Avoiding full parliamentary scrutiny has also made it more difficult to elicit from the Government a clear answer to the question of whether the agreement is consistent with our treaty obligations to asylum seekers under the 1951 refugee convention, to which we are a party. The UN High Commissioner for Refugees, whose job is to ensure that parties to the convention respect its provisions, says that it is not.

The Minister wrote to me on 3 February setting out the reasoning behind his curt and cursory reply to my question on 24 January. That is welcome, but it is not convincing. The hard fact is that there is no provision in Article 31 of the convention or elsewhere in it authorising a party to refuse even to consider an asylum application before deporting the applicant. It is bizarre that in that letter the Government still referred wistfully to the Dublin convention, when it was their act of “getting Brexit done” that resulted in its loss.

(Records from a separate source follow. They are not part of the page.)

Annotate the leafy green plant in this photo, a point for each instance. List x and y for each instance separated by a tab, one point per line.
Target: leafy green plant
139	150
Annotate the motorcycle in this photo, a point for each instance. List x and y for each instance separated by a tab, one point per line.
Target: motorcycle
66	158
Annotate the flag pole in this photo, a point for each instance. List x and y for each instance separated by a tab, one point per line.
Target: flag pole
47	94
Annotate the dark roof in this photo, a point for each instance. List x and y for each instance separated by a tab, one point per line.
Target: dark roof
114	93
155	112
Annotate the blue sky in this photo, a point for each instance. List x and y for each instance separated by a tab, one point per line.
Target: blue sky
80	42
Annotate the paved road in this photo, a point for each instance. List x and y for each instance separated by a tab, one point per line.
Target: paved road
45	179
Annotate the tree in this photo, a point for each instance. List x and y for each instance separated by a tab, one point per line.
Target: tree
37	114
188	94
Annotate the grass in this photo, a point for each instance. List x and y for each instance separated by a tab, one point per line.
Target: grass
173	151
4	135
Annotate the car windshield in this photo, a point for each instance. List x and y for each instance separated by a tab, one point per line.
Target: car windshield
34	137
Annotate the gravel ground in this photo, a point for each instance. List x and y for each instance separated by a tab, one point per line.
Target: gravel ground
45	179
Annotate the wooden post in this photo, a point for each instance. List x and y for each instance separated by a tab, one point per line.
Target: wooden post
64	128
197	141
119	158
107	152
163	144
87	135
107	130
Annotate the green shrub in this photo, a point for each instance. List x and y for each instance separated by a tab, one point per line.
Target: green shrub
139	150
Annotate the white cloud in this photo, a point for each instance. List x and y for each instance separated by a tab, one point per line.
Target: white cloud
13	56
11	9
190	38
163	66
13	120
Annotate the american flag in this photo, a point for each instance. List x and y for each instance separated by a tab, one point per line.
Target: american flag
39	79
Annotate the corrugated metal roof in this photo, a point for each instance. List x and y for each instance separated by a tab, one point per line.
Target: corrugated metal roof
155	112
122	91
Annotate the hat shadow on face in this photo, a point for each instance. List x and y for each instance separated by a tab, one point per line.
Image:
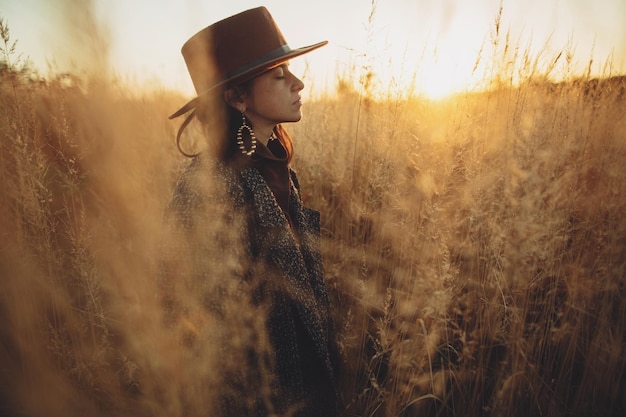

All this may sound rather arcane, but it matters. The Government’s clearly proclaimed policy is to uphold the rules-based international order, but we are now, by unilateral assertion, deciding to act in breach of one of those rules. What is to stop others doing likewise? What would then remain of the rules-based international order? There are reports that the Government may be contemplating doubling down by introducing legislation to deport to Rwanda even potentially genuine asylum seekers—for example, Afghans fleeing the Taliban or Iranian women fleeing persecution—without any chance of consideration. Frankly, that is an appalling road to go down and I hope that the Minister will say that the Government will not go down it.